Moreover, Gianopulos hasn’t even been there a year yet. That’s not nearly long enough to fail or succeed. On a quarterly earnings call, Wade Davis stressed to stockholders when Gianopulos vision for the studio will produce dividends: “Turning to fiscal 2019, the slate will reflect the studio’s new strategy and cost of business. Half of the 2019 slate will be co-branded films and six of the films have production budgets of $25 million or less.”

Co-branded films? What’s he talking about?

Well, Viacom is trying, just like everyone else, to be Disney. If Bob Iger can build his company around a bunch of distinct content silos – Marvel, LucasFilm, Pixar, and Disney Animation – why can’t Viacom? So, at this time last year, Viacom’s CEO Bob Backish announced the company’s new strategy to build itself around six pillars: Nickelodeon, Nick Jr., MTV, BET, Comedy Central, and Paramount. “We will bring a set of our TV brands to film and our film brands to TV in a major way,” was his exact quote.


Score one for bluntness: The studio trying to become more like Disney names the first movie of this new strategy Amusement Park

They’re going to turn more of their TV shows into movies while also trying to turn more of their original movies into TV shows. That starts with Amusement Park, a Paramount movie due in the summer and set to then become a TV series next year. Several Nickelodeon franchises are being developed into films already, and anything from Comedy Central or any of the other pillars is fair game as well. If Redstone pulls off her move to reintegrate with CBS that will definitely become one of Viacom’s new pillars feeding into Paramount.

So, while the rest of the industry whispers about consolidation and frets over the ever-escalating scale of things, Paramount is talking synergy and fiscal responsibility. Viacom wants to make a serious go at finally fully integrating its TV and film operations, and that can’t happen if Paramount is unloaded out of some kind of kneejerk fear over a post-Disney/Fox world.

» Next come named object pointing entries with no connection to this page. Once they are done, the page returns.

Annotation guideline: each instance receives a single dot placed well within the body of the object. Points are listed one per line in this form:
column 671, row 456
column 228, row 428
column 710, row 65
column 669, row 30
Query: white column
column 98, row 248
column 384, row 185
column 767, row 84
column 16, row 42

Whether or not any of this will work or is even a good idea in the first place is another matter. Recent history has not been kind to other studios and their corporate owners that try to mimic Disney’s honed-to-perfection knack for synergy, To be fair, Paramount is going about this with an eye toward more sensible budgets, which is not really a Disney thing.

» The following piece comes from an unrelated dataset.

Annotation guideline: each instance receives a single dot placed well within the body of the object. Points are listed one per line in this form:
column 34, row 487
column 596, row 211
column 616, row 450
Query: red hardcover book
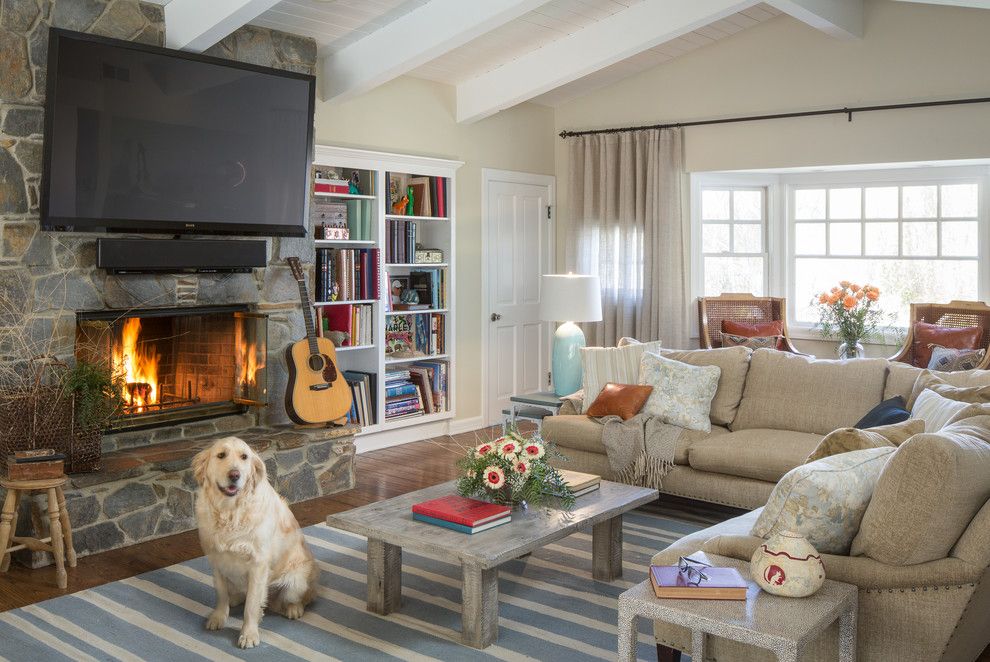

But here’s the real reason this is all happening: The Murdochs wanted to scale down and sold most of their film and TV assets to Disney; Shari Redstone wants to scale up and Paramount is a huge part of that. So, a wildly successful studio like Fox was sold and a fledgling legacy studio like Paramount gets a stay of execution. For now.

Source: Marketwatch


  1. There is another thing which could be done: Finding a niche. At the end of the day, a movie studio doesn’t really need the big blockbusters to thrive, the only thing it needs is a steady turnover. Hell, this is basically how Disney started, covering animation and family pictures until it got a reputation for it. That’s the main reason why Disney is a brand while the other studios aren’t.

    1. It strikes me that Paramount might be trying to do both, filling half of its slate with co-branded and co-financed movies with an eye toward synergy and cross-polination between corporater neighbors and then finding its niche with its other half of entirely micro-budget genre pics. It’s like they’re trying to be Disney and Universal/Blumhouse at the same time, and that’s a weird combination.

      1. It’s certainly a lower risk option. Take the best of what competitor is doing and the best of what another competitor is doing, but spend less than them and constantly look for cofinancing partners to minimize exposure until the long term debt is under control. A certainly reasonable approach.